December 14, 2008: So how is the Cartel War going, two years on? President Felipe Calderon — the man in the cauldron– sees progress. In a recent speech Calderon addressed what he saw as the deep challenge in Mexico — corruption. “Instead of faltering,” Calderon said, “we have taken on the challenge of turning Mexico into a country of laws.” Corruption in the police and judiciary provides the “dirty space” for all types of crime, but the drug cartels essentially began carving out “drug duchies,” which is one reason Calderon decided to use the Mexican military. Calderon saw a situation similar to that in Colombia, where at one time the rebel FARC organization openly claimed territory. FARC started out with political aims and still claims political aims, but the people of Colombia came to know it as a criminal gang in the narcotics and kidnapping business.

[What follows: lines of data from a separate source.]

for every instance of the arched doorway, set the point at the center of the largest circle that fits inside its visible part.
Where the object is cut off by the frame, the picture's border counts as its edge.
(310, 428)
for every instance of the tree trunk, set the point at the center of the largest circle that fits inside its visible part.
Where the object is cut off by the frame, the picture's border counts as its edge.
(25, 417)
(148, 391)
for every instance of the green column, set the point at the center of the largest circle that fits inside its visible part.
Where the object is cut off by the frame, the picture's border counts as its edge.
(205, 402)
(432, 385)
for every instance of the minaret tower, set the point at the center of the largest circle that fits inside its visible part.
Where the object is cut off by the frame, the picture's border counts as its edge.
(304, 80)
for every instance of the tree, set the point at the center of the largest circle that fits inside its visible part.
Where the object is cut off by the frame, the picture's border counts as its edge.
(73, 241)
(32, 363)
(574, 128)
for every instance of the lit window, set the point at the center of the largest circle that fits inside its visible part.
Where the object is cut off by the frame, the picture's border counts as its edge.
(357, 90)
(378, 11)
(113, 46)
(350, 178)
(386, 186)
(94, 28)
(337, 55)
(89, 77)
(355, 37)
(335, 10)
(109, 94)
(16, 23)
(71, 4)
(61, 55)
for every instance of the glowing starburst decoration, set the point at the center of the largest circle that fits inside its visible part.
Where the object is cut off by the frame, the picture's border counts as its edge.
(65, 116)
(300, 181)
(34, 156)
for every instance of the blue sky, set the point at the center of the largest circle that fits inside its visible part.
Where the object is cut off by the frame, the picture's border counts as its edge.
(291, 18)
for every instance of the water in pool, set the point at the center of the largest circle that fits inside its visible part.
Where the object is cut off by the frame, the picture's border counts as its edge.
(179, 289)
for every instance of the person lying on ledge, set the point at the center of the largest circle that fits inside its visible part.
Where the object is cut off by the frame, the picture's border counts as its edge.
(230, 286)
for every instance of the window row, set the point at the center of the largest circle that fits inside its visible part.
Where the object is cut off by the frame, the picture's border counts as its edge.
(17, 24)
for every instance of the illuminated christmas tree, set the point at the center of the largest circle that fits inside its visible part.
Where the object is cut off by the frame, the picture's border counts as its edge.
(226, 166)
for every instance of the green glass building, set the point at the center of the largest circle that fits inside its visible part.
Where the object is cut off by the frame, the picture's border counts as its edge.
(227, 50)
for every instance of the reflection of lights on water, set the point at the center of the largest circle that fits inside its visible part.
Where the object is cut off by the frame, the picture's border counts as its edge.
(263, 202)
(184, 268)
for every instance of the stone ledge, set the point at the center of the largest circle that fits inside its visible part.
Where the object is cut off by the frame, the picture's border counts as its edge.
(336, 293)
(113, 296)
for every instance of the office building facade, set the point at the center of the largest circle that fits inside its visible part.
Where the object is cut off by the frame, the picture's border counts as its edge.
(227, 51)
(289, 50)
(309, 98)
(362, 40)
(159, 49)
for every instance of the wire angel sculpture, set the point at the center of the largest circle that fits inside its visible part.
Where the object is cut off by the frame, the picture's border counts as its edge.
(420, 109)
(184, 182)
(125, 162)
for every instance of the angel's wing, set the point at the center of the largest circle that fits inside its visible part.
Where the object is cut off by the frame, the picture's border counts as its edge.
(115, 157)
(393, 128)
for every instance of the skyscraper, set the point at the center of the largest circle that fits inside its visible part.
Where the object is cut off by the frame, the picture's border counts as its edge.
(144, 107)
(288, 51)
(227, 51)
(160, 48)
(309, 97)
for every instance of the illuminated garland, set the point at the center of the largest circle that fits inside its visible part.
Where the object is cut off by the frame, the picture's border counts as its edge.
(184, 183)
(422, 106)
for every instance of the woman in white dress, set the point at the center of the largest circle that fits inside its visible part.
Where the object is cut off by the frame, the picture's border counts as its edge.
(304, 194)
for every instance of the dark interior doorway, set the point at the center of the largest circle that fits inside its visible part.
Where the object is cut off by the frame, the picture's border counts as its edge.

Mexico’s drug cartels skipped the political stage though they love buying politicians.

……December 1, 2008: Mexican media reported that November 2008 was the deadliest month in Mexico’s now two-year old Cartel War. Over 700 people (one source reported 701 to be precise) were killed in November. 669 were killed in October 2008. That brings the death toll for 2008 to somewhere between 4900 and 5100 murders. One source reported 4961, another 5024. Still, the Mexican government can point to some progress in reducing kidnappings since launching an anti-kidnapping initiative as part of its August 2008 national security accord. The government reported that kidnappings since September have averaged 72 a month. This is down from an average of 90 a month (January through August 2008). But remember several things about all of these numbers — they rely on reported and investigated crimes. That said, the 2008 death toll is another indicator that Mexico is a country at war.

http://www.strategypage.com/qnd/mexico/articles/20081215.aspx

Mexico, and Central and South America are cesspools of terrorist-style crimes, kidnappings, bribery, and high-level government corruption. Their armies are on the cartels payroll.

A small digression:

The ‘war on drugs’ is a waste of time and a joke. The main GNP for these countries is drugs.
Legalization of drugs, across the board, is the solution but the government racket of anti-drug laws and ‘enforcement’ is just as lucrative.

If all drugs are legalized, the rug gets yanked out from under the kingpins, and the propensity for drug-related crimes will plummet. Think about it. Billions of dollars spent on trying to stop something that involves that good old economic axiom: Supply and Demand. Prohibition did not work. Nicotine, caffeine, and alcohol–all drugs–are legal because the government controls the production, sale, and taxation. What I would do is this: Legalize all drugs with this stipulation: You can do whatever you want to yourself, but if you harm anyone else during the production, sale, or use, we will put you under the prison.

And besides, didn’t Bubba Clinton bail out Mexico to the tune of $50 Billion dollars back in 1995? Geez, now just what did Vincente Fox do with all that dough?

$50 Billion U.S. dollars, even at today’s rate, could by the entire fucking southern latin-American hemisphere, for Christ’s sake.

In any case, with idiots like Chertoff in charge of Homeland Security, it’s a good thing illegal aliens are going home. Too bad the terrorist cells filtering across the border aren’t doing the same thing.